Ince was making his third return to Upton Park - and still has not been on the winning side - since leaving for Manchester United in less than friendly circumstances eight years ago. The feelings still run high.
But "the morons", as Ince called the West Ham regulars, went home cheering new heroes in the end as Eyal Berkovitch broke their losing run with the winning goal to cast more doubts over Liverpool's ability to compete with any level of consistency over the course of the season.
Liverpool manager Roy Evans admitted that it was shades of last season - and this. "Like last year," he said, "we are taking the initiative but are failing to take it on from there. We're too inconsistent and although we are only seven points off the top, we have to work hard to put these things right."

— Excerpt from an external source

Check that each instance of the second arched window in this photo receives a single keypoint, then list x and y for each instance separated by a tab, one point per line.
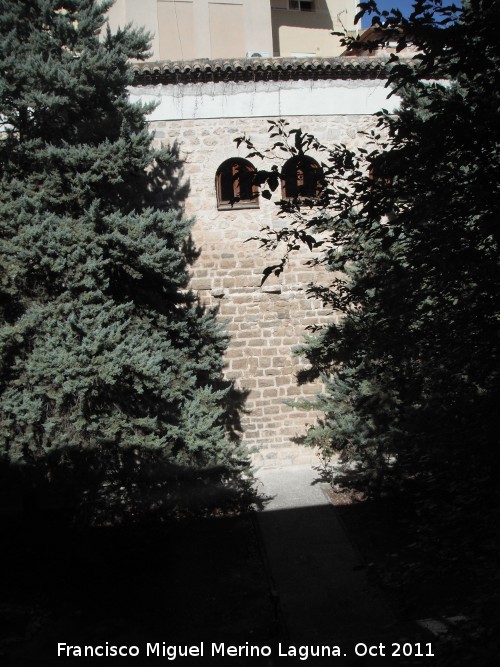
234	184
301	178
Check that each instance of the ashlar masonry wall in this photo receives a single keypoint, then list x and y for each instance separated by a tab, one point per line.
265	322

Evans did not have the answer just now though and nor did Ince. In patches, as Evans rightly pointed out, Liverpool were breathtaking. Robbie Fowler and Michael Owen threatened to run the West Ham defence into the ground at the start of the second half.
But they showed tremendous resilience for a side humbled by four first- half goals at Highbury just four days prior to this game and deserved their win for effort alone. But they also had quality in the form of Berkovitch. The Israeli international had played a key role in West Ham taking the lead through John Hartson in the 14th minute. When Liverpool hit back through Fowler soon after the break, it appeared that his efforts would be wasted.

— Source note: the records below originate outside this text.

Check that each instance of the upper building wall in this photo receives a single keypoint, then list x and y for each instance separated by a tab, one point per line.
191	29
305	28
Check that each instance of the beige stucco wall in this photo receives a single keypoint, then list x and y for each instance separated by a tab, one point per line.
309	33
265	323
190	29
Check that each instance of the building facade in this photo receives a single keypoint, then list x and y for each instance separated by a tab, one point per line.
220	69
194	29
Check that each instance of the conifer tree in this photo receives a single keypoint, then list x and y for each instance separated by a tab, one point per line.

But Liverpool failed to press home their advantage and Berkovitch regained the momentum for the home side when he drove a low shot in from the edge of the penalty area in the 64th minute. "We deserved that and Berkovitch showed what an outstanding talent he is," Harry Redknapp, the West Ham manager, said. "Arsenal gave us a pasting but they will do that to anyone this season and we have played well enough to win every other game. This time we dug in, rode our luck and pulled it off."
West Ham could have crumbled again and, had Robbie Fowler not squandered an early headed chance, their frailties may have emerged. But after surviving Liverpool's opening 10-minute blitz, in which Patrik Berger twice shot within inches of the woodwork, Redknapp's side showed their fighting spirit.

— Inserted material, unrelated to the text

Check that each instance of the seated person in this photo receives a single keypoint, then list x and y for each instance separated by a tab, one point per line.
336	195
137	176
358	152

A couple of hard-earned corners relieved the pressure and it was Hartson, with his fifth goal of the season, who gave West Ham an unexpected lead in the 14th minute. Berkovitch started the move in his own half and set Hartson on his way. The ball broke back to Berkovitch and he struck a low shot against a post before Hartson gleefully side-footed in the rebound.
Now we had a game on our hands and Liverpool responded in style. This time they made West Ham pay. It was Fowler, however, making only his second start of the season, whose skill was required to get the equaliser in the 53rd minute. A Stig Inge Bjornebye cross was knocked back on the edge of the area by Owen and Fowler arched his body to score with a left-foot volley. Fowler went close again soon after when he chipped against the bar.
Four minutes later and Berkovitch ended all arguments with his well taken winner after Phil Babb had failed to clear a Hartson cross. Some West Ham fans stayed on for a last blast at Ince, but this time they were drowned out by the cheers.